Susan Feniger's Tatsutage Fried Chicken with Spicy Yuzu Mayonnaise Recipe
- In a large mixing bowl combine the soy sauce, mirin, garlic, ginger, rice wine vinegar, and honey. Stir well and set aside.
- Cover all of the chicken pieces with the marinade and marinate for 2 1/2 hours.
- Preheat oven to 350°F.
- Remove the chicken from the marinade and place it skin side up on a greased cookie sheet.
- Bake in the oven for 30 minutes. Remove from pan and set aside to cool.
- Meanwhile make your batter.
- In a medium mixing bowl, whisk together the rice flour, 3/4 cup all-purpose flour, salt, and furikake.
- Slowly whisk in the soda water until you have created a light and smooth batter.
- Prepare a pot for frying. A high sided, thick-bottomed pot with 5 to 6-inch sides works best. Fill the pot with vegetable oil so that the oil reaches halfway up the sides. Remember, the oil will expand and rise as it heats.
- Heat the oil on medium heat for approximately 4 to 5 minutes, or until a drop of batter floats immediately.
- Place some all-purpose flour in a shallow bowl. Coat each piece of chicken in the flour and tap off any excess.
- Dip the floured chicken in the batter and fry for 2 to 3 minutes, or until golden brown. You may need to do this a few pieces at a time, depending on the size of your pot. Remember, the chicken is already cooked, you are simply frying to create a crispy shell.
- Remove the chicken from the oil and drain on paper towels.
- Serve immediately with Spicy Yuzu Mayonnaise.
For Spicy Yuzy Mayonaise:
- Place all of the ingredients in a small mixing bowl and whisk together well until evenly incorporated.
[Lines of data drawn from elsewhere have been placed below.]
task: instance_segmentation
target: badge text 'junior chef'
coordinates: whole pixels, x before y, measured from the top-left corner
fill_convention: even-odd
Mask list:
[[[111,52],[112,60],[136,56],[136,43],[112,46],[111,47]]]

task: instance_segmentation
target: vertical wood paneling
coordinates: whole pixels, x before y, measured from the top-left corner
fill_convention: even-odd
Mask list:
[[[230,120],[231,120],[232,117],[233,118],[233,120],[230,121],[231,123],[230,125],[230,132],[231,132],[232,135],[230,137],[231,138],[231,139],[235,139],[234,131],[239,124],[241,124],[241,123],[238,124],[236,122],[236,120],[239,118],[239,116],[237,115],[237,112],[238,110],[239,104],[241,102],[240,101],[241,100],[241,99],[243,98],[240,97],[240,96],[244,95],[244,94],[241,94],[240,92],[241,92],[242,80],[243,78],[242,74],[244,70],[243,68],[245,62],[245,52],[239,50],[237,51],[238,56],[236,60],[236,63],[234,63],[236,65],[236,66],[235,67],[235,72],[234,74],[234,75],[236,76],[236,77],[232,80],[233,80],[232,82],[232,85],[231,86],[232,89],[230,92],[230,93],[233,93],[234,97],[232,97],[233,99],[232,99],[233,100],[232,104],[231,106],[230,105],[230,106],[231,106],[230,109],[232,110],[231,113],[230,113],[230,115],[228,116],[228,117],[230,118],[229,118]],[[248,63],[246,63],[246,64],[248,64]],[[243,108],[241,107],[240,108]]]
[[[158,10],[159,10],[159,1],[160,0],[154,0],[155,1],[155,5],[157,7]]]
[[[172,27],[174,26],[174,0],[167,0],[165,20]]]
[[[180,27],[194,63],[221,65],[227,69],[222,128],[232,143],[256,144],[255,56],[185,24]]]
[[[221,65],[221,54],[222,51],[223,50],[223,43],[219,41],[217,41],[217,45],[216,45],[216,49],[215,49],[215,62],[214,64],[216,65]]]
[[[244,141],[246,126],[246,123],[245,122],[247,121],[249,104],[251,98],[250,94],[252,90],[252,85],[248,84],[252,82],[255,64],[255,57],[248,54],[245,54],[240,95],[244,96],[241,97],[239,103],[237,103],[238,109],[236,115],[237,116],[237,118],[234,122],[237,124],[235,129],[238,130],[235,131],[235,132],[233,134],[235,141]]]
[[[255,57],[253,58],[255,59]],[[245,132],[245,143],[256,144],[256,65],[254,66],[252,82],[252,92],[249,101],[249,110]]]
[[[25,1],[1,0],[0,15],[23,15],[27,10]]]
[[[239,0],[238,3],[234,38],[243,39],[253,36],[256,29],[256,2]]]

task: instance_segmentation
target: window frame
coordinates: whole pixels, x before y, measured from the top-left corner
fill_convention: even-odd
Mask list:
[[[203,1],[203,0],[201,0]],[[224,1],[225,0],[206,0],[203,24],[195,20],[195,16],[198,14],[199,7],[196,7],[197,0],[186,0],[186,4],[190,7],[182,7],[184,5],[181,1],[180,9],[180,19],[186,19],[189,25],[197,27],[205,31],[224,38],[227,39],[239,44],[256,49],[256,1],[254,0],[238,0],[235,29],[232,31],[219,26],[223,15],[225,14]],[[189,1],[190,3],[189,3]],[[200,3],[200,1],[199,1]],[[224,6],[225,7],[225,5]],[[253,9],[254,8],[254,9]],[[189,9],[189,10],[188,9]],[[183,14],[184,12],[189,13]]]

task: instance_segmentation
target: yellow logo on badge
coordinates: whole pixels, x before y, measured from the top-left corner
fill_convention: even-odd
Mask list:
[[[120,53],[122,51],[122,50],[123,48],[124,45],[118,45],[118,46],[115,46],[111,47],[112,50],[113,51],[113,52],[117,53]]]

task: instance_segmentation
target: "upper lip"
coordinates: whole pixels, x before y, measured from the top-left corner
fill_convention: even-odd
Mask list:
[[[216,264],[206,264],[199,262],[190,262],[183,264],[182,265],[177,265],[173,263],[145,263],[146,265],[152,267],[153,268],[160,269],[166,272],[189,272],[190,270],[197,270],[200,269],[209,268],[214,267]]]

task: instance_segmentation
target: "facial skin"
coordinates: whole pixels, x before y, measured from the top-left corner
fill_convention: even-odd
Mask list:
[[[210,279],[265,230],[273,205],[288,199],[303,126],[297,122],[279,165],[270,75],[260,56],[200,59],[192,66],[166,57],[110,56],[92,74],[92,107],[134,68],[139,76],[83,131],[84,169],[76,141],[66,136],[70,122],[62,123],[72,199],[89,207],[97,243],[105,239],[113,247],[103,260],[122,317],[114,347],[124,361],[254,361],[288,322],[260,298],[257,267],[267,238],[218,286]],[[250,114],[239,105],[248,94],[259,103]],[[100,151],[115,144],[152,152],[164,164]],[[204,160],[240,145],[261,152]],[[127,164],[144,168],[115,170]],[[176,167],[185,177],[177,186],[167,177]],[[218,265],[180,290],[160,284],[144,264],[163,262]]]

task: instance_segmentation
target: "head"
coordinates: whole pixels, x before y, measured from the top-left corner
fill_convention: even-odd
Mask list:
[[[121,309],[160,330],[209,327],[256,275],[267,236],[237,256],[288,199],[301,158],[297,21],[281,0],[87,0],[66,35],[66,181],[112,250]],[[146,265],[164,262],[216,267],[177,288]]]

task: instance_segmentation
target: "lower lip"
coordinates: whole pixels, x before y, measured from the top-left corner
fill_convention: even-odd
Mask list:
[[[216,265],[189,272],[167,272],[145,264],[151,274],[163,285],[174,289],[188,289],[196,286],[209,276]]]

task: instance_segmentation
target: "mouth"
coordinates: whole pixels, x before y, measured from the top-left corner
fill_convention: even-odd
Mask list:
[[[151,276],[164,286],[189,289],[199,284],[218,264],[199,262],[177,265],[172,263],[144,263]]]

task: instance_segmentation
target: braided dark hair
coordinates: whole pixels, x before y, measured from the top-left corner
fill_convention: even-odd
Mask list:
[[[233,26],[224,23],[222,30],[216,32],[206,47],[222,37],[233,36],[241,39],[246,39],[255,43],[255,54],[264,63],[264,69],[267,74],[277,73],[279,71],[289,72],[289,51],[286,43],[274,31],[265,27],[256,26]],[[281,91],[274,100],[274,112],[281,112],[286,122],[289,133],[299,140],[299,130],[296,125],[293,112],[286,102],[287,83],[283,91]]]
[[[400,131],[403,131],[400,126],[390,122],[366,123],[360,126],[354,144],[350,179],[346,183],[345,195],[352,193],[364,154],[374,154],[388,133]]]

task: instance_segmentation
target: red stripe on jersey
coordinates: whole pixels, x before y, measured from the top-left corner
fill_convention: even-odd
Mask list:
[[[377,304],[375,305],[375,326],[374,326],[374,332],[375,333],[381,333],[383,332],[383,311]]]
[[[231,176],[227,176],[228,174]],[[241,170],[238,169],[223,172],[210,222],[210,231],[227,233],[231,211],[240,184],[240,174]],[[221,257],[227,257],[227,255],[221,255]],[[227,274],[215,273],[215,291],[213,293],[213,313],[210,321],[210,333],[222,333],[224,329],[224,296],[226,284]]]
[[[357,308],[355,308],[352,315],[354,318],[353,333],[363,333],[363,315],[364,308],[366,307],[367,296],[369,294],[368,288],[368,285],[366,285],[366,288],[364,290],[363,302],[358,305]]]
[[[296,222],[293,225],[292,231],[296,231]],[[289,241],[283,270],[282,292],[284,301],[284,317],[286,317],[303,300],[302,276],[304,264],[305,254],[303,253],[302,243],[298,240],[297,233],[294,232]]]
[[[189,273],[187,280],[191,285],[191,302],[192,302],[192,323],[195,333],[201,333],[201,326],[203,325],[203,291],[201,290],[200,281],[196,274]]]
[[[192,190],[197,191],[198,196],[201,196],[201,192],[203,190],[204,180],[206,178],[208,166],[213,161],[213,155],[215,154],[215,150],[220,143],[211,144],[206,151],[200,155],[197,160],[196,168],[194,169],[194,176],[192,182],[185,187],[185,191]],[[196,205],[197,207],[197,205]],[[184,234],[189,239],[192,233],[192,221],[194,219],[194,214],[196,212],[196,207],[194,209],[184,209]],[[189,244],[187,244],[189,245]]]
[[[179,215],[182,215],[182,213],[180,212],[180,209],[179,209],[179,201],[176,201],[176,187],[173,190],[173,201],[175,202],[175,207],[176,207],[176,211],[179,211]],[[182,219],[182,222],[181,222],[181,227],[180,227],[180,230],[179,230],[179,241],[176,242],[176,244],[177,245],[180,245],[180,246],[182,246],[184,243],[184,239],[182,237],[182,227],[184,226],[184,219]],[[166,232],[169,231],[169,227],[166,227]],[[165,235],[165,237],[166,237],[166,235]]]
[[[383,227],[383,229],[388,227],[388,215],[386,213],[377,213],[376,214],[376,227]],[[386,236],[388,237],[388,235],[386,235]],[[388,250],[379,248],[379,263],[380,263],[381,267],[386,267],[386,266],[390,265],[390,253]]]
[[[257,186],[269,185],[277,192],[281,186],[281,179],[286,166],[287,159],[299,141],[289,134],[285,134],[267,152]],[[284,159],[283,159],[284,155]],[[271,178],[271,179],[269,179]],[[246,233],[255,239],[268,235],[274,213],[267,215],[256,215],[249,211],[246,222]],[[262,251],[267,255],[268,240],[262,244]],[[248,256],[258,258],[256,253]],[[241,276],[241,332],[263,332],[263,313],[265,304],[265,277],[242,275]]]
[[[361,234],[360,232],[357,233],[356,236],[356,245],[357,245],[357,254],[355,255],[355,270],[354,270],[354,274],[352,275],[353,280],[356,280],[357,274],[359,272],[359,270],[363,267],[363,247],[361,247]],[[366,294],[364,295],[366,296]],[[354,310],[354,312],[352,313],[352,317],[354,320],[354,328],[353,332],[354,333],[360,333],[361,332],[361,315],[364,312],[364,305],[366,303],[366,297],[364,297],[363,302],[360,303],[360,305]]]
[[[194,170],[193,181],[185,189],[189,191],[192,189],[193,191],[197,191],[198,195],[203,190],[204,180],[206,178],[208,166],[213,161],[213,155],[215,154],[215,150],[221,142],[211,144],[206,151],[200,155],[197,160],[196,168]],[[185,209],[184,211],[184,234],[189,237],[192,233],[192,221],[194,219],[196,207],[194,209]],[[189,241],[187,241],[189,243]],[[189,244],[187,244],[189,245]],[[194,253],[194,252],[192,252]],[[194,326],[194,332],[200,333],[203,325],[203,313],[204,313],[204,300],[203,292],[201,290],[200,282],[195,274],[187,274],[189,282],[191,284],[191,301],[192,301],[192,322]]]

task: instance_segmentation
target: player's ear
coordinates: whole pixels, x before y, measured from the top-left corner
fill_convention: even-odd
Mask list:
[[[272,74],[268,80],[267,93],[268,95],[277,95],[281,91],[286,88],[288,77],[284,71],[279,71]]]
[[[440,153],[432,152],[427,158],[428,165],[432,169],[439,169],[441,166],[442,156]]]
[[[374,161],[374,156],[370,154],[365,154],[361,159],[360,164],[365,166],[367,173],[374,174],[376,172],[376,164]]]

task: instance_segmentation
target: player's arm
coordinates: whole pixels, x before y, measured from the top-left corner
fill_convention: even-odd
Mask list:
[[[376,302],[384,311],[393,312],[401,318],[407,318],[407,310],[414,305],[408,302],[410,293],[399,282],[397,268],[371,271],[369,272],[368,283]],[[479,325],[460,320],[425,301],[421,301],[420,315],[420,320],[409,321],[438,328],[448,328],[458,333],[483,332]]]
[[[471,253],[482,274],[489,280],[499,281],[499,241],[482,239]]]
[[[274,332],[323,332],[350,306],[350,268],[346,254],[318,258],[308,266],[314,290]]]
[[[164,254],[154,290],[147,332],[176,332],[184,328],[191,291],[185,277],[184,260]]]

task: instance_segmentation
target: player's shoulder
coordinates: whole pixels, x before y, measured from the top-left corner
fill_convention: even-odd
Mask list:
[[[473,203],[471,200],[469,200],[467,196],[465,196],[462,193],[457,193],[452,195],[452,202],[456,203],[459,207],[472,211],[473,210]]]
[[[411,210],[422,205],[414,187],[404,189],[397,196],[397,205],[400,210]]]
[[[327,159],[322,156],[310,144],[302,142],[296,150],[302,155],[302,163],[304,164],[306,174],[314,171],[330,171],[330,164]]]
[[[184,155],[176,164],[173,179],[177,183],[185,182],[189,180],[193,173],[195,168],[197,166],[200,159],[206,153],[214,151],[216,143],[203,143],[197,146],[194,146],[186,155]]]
NOTE: The Japanese mayonnaise and yuzu juice add an element to this simple sauce that makes it exceptionally delicious. However, if those items cannot be found, you may use regular store bought mayonnaise, lemon juice, salt and any fresh chile, chopped or pureed in a blender, to create a similar result. Yuzu is a sour Japanese citrus fruit which is about the size of a tangerine and has an aroma and flavor that is distinct from any other citrus fruit, somewhat akin to a cross between grapefruit and lime.